As EarthRights studied the amicus filing, though, its lawyers devised a hypothesis that would explain why the Justice and State departments seemingly came down on different sides. The brief included what Kaufman called "a laundry list" of factors that courts should consider when they decide whether to dismiss Alien Tort cases, including some that would protect U.S.-based corporations. Attorney General Eric Holder and Deputy Solicitor General Sri Srinivasan had both defended U.S. corporations in ATS litigation when they were in private practice. (At Covington & Burling, Chiquita Brands was one of Holder's most important clients; Srinivasan worked on ATS cases for Exxon Mobil and Ford when he was a partner at O'Melveny & Myers.)

"The brief read like a roadmap for getting rid of cases Srinivasan and Holder had worked on previously," Kaufman said. "Given those clues, we were interested in anything that could shed light" on how the Justice Department formulated its position. (As a reality check, neither Holder nor Srinivasan signed the DOJ brief, which lists Solicitor General Donald Verrilli as counsel of record.)

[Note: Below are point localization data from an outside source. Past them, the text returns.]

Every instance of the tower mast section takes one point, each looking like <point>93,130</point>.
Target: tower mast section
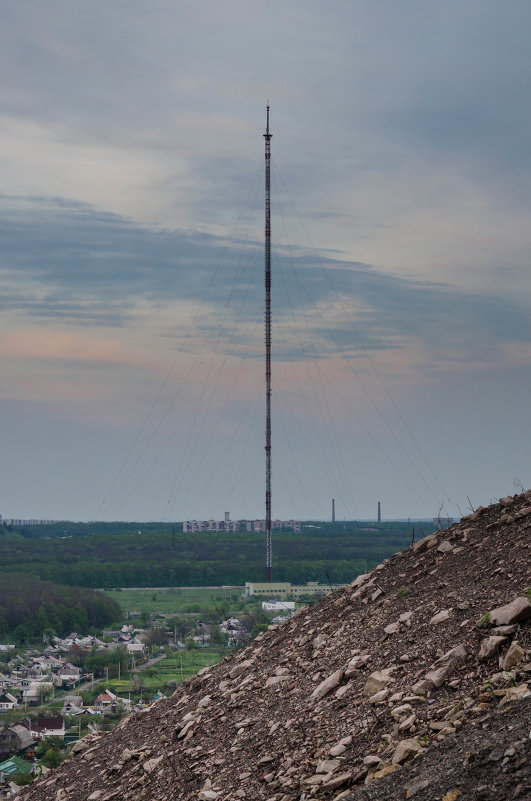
<point>269,549</point>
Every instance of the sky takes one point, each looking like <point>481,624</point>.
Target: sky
<point>131,257</point>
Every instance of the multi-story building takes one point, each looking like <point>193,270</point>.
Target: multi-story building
<point>194,526</point>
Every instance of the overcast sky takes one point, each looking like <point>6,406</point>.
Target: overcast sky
<point>131,258</point>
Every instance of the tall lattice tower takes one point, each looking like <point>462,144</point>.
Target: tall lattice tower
<point>269,548</point>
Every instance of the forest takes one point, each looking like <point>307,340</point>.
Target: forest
<point>103,555</point>
<point>29,607</point>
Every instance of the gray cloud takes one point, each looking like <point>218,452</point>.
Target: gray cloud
<point>94,267</point>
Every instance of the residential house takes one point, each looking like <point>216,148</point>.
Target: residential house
<point>103,700</point>
<point>14,739</point>
<point>68,676</point>
<point>46,726</point>
<point>15,766</point>
<point>8,701</point>
<point>32,691</point>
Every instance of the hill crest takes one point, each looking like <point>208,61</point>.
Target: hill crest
<point>397,686</point>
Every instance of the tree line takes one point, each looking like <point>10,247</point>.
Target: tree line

To follow the clues it detected in the amicus brief, in the last two weeks EarthRights has sent Freedom of Information Act requests to the Justice Department, the Solicitor General's office and the State Department, asking for any records related to Holder, Srinivasan and the Kiobel case, including any communications from business groups that sought to influence the Justice Department. "Information about the process by which the U.S. government developed its position in the Kiobel case would contribute to the public's understanding of the operations of government because it implicates a fundamental question of the influence of corporate interests in public decision making," the FOIA filings said. "The question of whether Mr. Holder or Mr. Srinivasan recused themselves -- or if not, should have recused themselves -- from the development of the brief could thus shed significant light on the influence of corporate interests on government officials who have prior and potential future ties to powerful companies."

Kaufman said EarthRights expects to know what information, if any, it will receive in response to its requests before Kiobel is reargued. I sent a detailed email request for comment to the Justice Department's Office of Public Affairs but didn't immediately receive a substantive reply.